Pinnacles National Park is located at the east of California’s fertile Salinas Valley that protects a mountainous area. It is America’s 59th national park and Pinnacles is known as California’s national monument. This national park was mainly created for visiting and for the preservation of local homesteaders. Then it was maintained and developed by a group of residents who are living in that area and they were called the ‘Pinnacle Boys’. Pinnacles National Park is about 26,000 acres and the Pinnacles rise from the foothills of the Gabilan Mountains. 

The number of visitors to the park is between 350,000 to 400,000 per year, mainly from Asia and Europe. The park has much access for climbers, hikers, artists, bird watchers, and geology buffs. The wonders in the Pinnacles park include the crags, spires, the mammoth rock formation, flowers, wildlife, tunnel arch, and caves that make the place perfect for photography. 

Pinnacles National Park is divided into two parts, east, and west where there are no roads linking the two parts. The education specialist interpretation ranger ‘Michelle Armijo’ says that a road might be the impact for both the terrain and the beauty of the park. 

How do you get to the Pinnacles National Park?

Pinnacles lie in central California which is about 5 miles east of Soledad or 50 miles southeast of Gilroy. There are two entrances to the park: one on the east side and the other on the west side. But you will not be able to drive from one entrance of the park to the other, though both the entrance roads are on the same highway. 

If you want to reach the west entrance, you will have to take Highway 101 to the town of Soledad and you will have to turn east on Highway 146. This entrance is opened only for day use, so do not enter it if you have plans to camp. The west entrance is very close to the Balconies Cave and Jawbone Trail.

If you want to reach the east entrance, you will have to take Highway 25 to the south of Hollister and you will have to turn west on Highway 146. Then you will arrive at the park entrance, and then at the visitor center and campground. The east entrance is very close to the Bear Gulch Cave and Chalone Peak Trail. And it is just a few miles to go to any of the trailheads. For camping inside the park, the only option you take is the east entrance. 

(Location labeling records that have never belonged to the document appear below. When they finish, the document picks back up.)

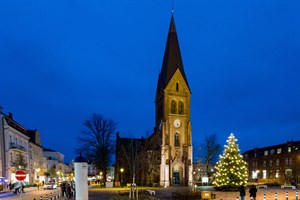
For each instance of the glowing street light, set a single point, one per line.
(122, 170)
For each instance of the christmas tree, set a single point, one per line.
(231, 169)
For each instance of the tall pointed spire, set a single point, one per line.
(172, 59)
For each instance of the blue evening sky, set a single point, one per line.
(62, 60)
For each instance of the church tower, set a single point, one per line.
(173, 116)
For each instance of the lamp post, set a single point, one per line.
(122, 170)
(58, 173)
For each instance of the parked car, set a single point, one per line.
(49, 186)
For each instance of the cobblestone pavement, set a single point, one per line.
(160, 193)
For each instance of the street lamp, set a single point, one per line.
(122, 170)
(58, 173)
(38, 174)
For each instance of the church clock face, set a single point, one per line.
(177, 123)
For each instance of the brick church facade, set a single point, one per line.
(166, 156)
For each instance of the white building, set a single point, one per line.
(14, 145)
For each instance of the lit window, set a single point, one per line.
(173, 107)
(254, 174)
(177, 87)
(180, 107)
(264, 174)
(279, 151)
(177, 140)
(277, 175)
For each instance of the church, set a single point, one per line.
(166, 156)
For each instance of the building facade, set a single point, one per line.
(15, 148)
(55, 168)
(274, 164)
(167, 153)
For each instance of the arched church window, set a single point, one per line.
(180, 108)
(176, 141)
(173, 107)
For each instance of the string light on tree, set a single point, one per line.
(231, 169)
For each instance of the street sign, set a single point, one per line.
(20, 175)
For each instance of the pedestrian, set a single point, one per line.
(63, 189)
(252, 192)
(242, 192)
(68, 190)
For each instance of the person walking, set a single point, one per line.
(252, 192)
(242, 192)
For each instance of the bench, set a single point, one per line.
(123, 192)
(288, 186)
(151, 192)
(129, 184)
(261, 186)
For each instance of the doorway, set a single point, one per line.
(176, 178)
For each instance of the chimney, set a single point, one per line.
(10, 115)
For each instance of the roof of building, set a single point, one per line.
(12, 123)
(172, 59)
(293, 144)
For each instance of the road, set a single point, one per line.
(31, 194)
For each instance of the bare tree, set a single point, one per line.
(153, 156)
(134, 156)
(209, 150)
(96, 141)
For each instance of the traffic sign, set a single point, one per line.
(20, 175)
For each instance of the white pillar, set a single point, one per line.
(81, 183)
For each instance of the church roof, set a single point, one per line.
(172, 59)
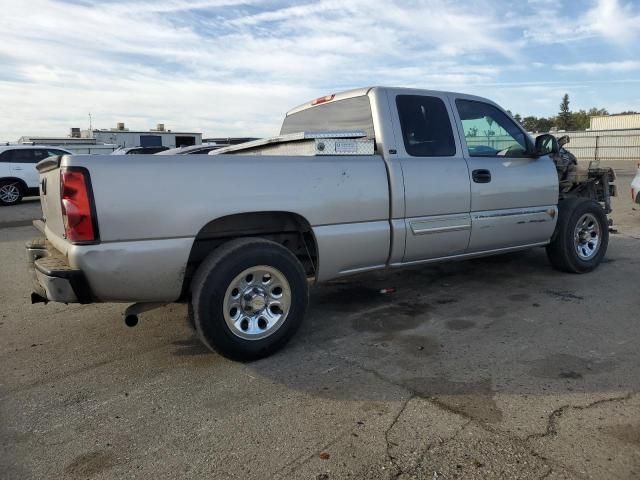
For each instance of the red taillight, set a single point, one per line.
(324, 99)
(77, 206)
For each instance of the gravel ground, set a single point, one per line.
(490, 368)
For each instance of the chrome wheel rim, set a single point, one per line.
(9, 193)
(586, 237)
(257, 302)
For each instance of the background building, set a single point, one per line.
(615, 122)
(107, 140)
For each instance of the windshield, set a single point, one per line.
(348, 114)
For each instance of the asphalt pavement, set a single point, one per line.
(491, 368)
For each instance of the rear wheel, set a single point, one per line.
(249, 297)
(11, 192)
(581, 238)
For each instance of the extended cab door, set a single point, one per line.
(436, 178)
(513, 194)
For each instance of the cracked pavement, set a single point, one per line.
(491, 368)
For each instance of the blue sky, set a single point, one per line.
(234, 67)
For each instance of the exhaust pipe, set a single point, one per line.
(37, 298)
(131, 320)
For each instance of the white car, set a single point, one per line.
(635, 187)
(18, 175)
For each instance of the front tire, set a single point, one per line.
(581, 238)
(249, 297)
(11, 192)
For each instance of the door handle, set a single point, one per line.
(481, 176)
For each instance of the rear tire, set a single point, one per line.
(581, 238)
(249, 297)
(11, 192)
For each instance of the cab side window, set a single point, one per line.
(24, 155)
(426, 127)
(489, 132)
(6, 156)
(51, 152)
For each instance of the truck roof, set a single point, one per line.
(365, 90)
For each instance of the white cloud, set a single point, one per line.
(612, 20)
(606, 67)
(233, 67)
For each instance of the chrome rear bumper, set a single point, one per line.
(52, 277)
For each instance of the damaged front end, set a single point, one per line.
(578, 180)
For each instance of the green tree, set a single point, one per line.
(564, 116)
(530, 123)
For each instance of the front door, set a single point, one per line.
(436, 178)
(513, 194)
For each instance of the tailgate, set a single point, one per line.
(49, 170)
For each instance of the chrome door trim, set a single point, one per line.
(440, 224)
(550, 210)
(464, 256)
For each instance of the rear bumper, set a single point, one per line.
(52, 277)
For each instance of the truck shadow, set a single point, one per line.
(462, 333)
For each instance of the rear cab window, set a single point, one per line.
(489, 132)
(426, 126)
(340, 115)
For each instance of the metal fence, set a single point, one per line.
(586, 145)
(604, 144)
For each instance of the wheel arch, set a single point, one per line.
(289, 229)
(22, 183)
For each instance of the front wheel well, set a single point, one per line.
(286, 228)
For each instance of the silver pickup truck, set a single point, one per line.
(357, 181)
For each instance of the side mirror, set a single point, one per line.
(546, 144)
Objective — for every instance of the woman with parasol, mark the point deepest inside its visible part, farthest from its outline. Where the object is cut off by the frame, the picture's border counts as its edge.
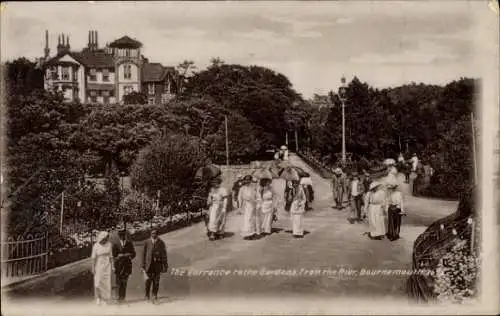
(217, 207)
(265, 202)
(296, 199)
(247, 198)
(376, 203)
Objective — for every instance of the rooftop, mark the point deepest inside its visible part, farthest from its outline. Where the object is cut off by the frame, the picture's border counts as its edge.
(126, 42)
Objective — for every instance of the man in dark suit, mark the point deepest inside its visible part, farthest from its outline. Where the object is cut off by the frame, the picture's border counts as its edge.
(123, 253)
(154, 262)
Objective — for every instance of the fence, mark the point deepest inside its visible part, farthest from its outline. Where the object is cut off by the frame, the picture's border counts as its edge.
(23, 256)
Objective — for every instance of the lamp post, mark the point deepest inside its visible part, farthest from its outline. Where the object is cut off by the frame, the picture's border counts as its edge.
(342, 97)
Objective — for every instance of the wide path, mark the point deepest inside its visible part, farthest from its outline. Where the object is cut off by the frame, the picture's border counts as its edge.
(331, 244)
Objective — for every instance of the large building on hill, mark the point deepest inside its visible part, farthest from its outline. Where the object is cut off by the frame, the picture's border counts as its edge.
(107, 74)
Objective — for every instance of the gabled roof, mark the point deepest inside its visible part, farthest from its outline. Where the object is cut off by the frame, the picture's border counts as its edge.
(154, 72)
(54, 60)
(126, 42)
(96, 59)
(88, 58)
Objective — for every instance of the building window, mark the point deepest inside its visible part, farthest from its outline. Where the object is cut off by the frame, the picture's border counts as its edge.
(165, 97)
(93, 75)
(151, 88)
(128, 89)
(105, 75)
(127, 71)
(53, 73)
(65, 73)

Weather at the Pinnacles National Park

Pinnacles National Park has a Mediterranean climate with summers and cooler, wet winters, etc. The park is opened year-round but you will have to look for the perfect season to visit this park. The spring season starts from March to May which is the best time to visit the park where you feel very comfortable during the daytime. The summer starts from June to September which is a good time but with a high daytime temperature which makes hiking uncomfortable. The fall season is also good, which lies in October and November. The winter season starts from December to March where the temperatures are cooler. 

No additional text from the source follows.